The SARS-CoV-2 epidemic started in late December 2019 in Wuhan, China, and has since impacted a large portion of China and raised major global concern. Herein, we investigated the extent of molecular divergence between SARS-CoV-2 and other related coronaviruses. Although we found only 4% variability in genomic nucleotides between SARS-CoV-2 and a bat SARS-related coronavirus (SARSr-CoV; RaTG13), the difference at neutral sites was 17%, suggesting the divergence between the two viruses is much larger than previously estimated. Our results suggest that the development of new variations in functional sites in the receptor-binding domain (RBD) of the spike seen in SARS-CoV-2 and viruses from pangolin SARSr-CoVs are likely caused by mutations and natural selection besides recombination. Population genetic analyses of 103 SARS-CoV-2 genomes indicated that these viruses evolved into two major types (designated L and S), that are well defined by two different SNPs that show nearly complete linkage across the viral strains sequenced to date. Although the L type (70%) is more prevalent than the S type (30%), the S type was found to be the ancestral version. Whereas the L type was more prevalent in the early stages of the outbreak in Wuhan, the frequency of the L type decreased after early January 2020. Human intervention may have placed more severe selective pressure on the L type, which might be more aggressive and spread more quickly.
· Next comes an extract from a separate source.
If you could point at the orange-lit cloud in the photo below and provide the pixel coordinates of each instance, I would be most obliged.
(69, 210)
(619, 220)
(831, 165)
On the other hand, the S type, which is evolutionarily older and less aggressive, might have increased in relative frequency due to relatively weaker selective pressure. These findings strongly support an urgent need for further immediate, comprehensive studies that combine genomic data, epidemiological data, and chart records of the clinical symptoms of patients with coronavirus disease 2019 (COVID-19).